Original Paper
SplineCNN: Fast Geometric Deep Learning with Continuous B-Spline Kernels
Fey et al. (2017). CVPR 2018
Read paper →What SplineConv does
SplineConv generalizes standard image convolution to irregular graph structures:
- Interpret edge attributes as pseudo-coordinates in a continuous d-dimensional space
- Evaluate B-spline basis functions at these coordinates to get smooth filter weights
- Apply the position-dependent filter to neighbor features and aggregate
On a regular grid (image), SplineConv recovers standard 2D convolution. On irregular meshes, it adapts to the local geometry.
PyG implementation
import torch
import torch.nn.functional as F
from torch_geometric.nn import SplineConv
class SplineNet(torch.nn.Module):
def __init__(self, in_channels, hidden_channels, out_channels):
super().__init__()
self.conv1 = SplineConv(in_channels, hidden_channels,
dim=2, kernel_size=5, degree=1)
self.conv2 = SplineConv(hidden_channels, out_channels,
dim=2, kernel_size=5, degree=1)
def forward(self, x, edge_index, edge_attr):
# edge_attr: pseudo-coordinates in [0, 1]^dim
x = F.relu(self.conv1(x, edge_index, edge_attr))

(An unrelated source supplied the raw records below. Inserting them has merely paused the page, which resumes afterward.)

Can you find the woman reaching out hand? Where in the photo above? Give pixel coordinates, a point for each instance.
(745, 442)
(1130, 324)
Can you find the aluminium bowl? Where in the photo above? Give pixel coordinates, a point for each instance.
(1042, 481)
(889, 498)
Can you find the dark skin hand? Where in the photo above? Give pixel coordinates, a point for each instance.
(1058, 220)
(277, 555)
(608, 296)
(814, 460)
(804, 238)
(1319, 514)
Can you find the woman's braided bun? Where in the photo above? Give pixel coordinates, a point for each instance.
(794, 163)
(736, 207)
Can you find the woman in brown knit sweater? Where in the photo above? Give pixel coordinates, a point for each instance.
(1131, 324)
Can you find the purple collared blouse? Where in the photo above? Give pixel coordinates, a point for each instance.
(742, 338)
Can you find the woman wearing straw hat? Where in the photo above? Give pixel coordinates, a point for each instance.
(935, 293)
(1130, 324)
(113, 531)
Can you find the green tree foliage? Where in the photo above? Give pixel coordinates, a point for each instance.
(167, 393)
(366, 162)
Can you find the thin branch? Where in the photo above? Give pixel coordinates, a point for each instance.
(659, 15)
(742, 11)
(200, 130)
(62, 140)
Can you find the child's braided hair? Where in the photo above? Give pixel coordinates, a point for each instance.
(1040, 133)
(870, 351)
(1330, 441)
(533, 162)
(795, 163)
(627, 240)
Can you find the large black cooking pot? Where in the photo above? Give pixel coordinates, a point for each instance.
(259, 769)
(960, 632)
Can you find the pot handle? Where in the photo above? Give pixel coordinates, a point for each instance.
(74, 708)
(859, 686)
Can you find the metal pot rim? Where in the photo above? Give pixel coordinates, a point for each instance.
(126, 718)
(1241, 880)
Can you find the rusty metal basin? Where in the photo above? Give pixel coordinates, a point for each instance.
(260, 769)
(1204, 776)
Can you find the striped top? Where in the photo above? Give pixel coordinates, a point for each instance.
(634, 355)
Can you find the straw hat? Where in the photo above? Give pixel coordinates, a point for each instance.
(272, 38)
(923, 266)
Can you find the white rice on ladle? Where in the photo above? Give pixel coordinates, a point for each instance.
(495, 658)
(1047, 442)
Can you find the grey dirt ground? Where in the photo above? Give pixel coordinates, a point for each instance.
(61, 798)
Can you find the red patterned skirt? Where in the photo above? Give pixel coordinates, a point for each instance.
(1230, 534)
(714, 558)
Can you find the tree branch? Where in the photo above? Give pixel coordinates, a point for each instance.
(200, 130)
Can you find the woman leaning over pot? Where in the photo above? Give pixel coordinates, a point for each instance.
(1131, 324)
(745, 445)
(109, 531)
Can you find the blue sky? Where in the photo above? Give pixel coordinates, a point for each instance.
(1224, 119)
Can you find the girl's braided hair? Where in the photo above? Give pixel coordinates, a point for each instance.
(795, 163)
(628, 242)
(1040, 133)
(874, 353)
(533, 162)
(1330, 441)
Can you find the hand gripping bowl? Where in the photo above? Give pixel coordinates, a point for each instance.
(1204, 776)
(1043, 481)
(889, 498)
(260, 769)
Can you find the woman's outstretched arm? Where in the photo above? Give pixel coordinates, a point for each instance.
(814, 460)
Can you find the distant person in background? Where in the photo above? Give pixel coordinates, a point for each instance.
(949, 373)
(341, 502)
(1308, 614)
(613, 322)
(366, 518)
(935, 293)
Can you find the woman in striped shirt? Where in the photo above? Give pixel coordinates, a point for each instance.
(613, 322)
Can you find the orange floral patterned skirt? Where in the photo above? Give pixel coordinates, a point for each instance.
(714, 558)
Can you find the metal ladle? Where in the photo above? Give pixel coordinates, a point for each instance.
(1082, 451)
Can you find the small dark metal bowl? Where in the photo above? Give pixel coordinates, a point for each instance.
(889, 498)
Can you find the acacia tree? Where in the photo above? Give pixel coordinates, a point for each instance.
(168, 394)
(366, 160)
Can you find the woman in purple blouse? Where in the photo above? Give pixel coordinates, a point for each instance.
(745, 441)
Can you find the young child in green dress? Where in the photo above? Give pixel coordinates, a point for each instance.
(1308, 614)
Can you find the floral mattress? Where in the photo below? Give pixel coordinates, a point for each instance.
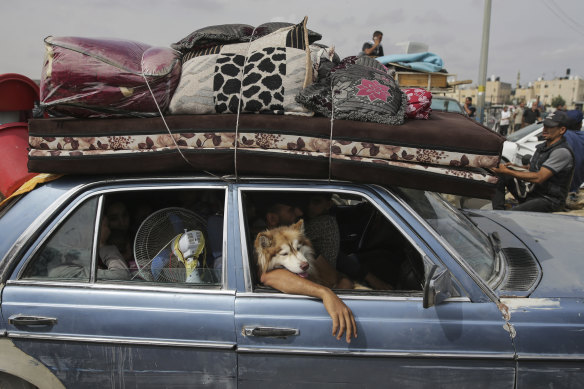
(447, 153)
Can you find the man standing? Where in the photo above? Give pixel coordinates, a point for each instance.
(373, 48)
(549, 171)
(531, 115)
(504, 121)
(469, 108)
(518, 117)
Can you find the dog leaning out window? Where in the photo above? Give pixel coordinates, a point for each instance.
(339, 240)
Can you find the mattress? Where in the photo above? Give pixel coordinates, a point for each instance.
(447, 153)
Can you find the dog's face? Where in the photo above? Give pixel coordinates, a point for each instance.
(285, 247)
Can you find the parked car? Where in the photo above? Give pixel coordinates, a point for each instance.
(481, 299)
(522, 142)
(446, 104)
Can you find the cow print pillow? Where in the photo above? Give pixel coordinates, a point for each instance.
(264, 76)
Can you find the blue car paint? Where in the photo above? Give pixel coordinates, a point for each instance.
(397, 340)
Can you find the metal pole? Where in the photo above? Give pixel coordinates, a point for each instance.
(483, 62)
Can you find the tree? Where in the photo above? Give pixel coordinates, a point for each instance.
(558, 100)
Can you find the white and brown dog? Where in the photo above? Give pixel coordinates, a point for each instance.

x = self.conv2(x, edge_index, edge_attr)
return x
# For mesh data: edge_attr encodes relative positions
# For images: edge_attr encodes pixel offsets (normalized to [0,1])
model = SplineNet(in_channels=3, hidden_channels=64, out_channels=10)edge_attr must be in [0, 1]^dim. For mesh data, normalize relative positions. dim=2 for surfaces, dim=3 for volumetric data.
When to use SplineConv
- Mesh processing. 3D mesh classification and segmentation where edge attributes encode geometric relationships (relative positions, normals, angles).
- Manifold learning. Data on surfaces or low-dimensional manifolds where continuous spatial filters are natural.
- Image-as-graph tasks. MNIST/CIFAR on superpixel graphs where edge attributes encode spatial offsets between superpixels.
When not to use SplineConv
- Graphs without spatial edge attributes. SplineConv requires meaningful pseudo-coordinates. Social networks, citation graphs, and knowledge graphs lack these.
- Discrete edge types. B-splines are designed for continuous coordinates. For categorical edge types, use RGCNConv or GINEConv.